Isso é porque ele não foi propriamente um terremoto: a energia acumulada foi liberada ao longo de dois meses, em vez de alguns segundos. Entenda.

Por Bruno Vaiano Materia seguir SEGUIR Materia seguir SEGUINDO
Atualizado em 27 jul 2021, 13h04 - Publicado em 8 fev 2019, 12h32

A superfície da Terra não é contínua. É dividida em segmentos rígidos chamados placas litosféricas (achou que se chamavam placas tectônicas? Pois é, a Super também. Vivendo e aprendendo).

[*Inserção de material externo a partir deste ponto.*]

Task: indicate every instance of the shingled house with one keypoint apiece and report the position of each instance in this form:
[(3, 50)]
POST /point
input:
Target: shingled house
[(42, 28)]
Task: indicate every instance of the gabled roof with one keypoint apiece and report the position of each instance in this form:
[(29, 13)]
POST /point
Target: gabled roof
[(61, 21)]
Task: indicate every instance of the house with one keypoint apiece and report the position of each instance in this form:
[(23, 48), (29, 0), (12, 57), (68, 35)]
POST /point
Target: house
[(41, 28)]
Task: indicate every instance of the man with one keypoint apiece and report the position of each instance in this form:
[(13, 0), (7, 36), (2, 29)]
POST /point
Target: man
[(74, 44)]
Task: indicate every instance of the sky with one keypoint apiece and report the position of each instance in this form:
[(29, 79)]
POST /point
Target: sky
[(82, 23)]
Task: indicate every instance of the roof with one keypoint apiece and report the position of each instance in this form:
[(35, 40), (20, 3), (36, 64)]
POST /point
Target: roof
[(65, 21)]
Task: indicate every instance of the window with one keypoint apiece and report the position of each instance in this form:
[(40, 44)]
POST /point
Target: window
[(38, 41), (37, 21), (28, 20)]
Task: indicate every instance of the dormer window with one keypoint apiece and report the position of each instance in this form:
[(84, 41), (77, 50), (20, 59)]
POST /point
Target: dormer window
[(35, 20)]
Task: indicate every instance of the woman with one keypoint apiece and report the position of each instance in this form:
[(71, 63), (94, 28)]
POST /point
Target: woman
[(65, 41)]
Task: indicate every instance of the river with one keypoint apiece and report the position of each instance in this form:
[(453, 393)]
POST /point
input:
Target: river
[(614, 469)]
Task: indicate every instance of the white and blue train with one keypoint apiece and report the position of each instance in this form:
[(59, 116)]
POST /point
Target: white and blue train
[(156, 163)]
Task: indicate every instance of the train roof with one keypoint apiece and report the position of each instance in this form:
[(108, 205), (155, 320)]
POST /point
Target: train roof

As placas se encaixam como peças de um quebra-cabeças e “flutuam” sobre o manto, uma camada extremamente quente (4000°C a 2900 km de profundidade). O manto é uma coisa peculiar. Se o interior da Terra fosse qualquer coisa parecido com a superfície, ele seria composto de rocha perfeitamente derretida. Mas àquela profundidade a pressão é tão grande que a rocha continua sólida, ou quase isso – se move 1 ou 2 centímetros por ano, mais ou menos a velocidade em que cresce a sua unha.

Essas placas não vivem em harmonia. Elas deslizam para lá e para cá. Em alguns pontos, escorregam uma para cima da outra. Em outros, se afastam, deixando um vão livre por onde emerge magma formado no manto. Chegam até a se esfregar lateralmente – como dois galhos de árvore atritados para gerar faísca. Os pontos da superfície do planeta que se localizam sobre essas zonas de contato são instáveis, mais sujeitos a terremotos (pelo menos em relação ao meio das placas).

Alguns lugares são uma espécie de encruzilhada tectônica, em que várias placas de grande porte se encontram. É o caso na Turquia. Ela repousa na tríplice fronteira entre os blocos de rocha que sustentam a Eurásia, a África e a Península Arábica. No meio desses três monstrinhos principais, ficam espremidas duas subplacas – a da Anatólia e a do mar Egeu. O rala e rola tectônico é intenso por ali, como você pode imaginar. Istambul foi fundada há 2600 anos e provavelmente não passou nenhum deles sem um terremoto, mesmo que sutil.

A lateral de uma placa, óbvio, não é lisa. Está mais para um paredão de rocha irregular, cheio de reentrâncias. Conforme uma placa desliza na direção oposta da outra, dois trechos de rocha particularmente gordinhos podem ficar enganchados. E aí a pressão aumenta. E aumenta. Como se você estivesse esticando um elástico de escritório de uns 30 centímetros.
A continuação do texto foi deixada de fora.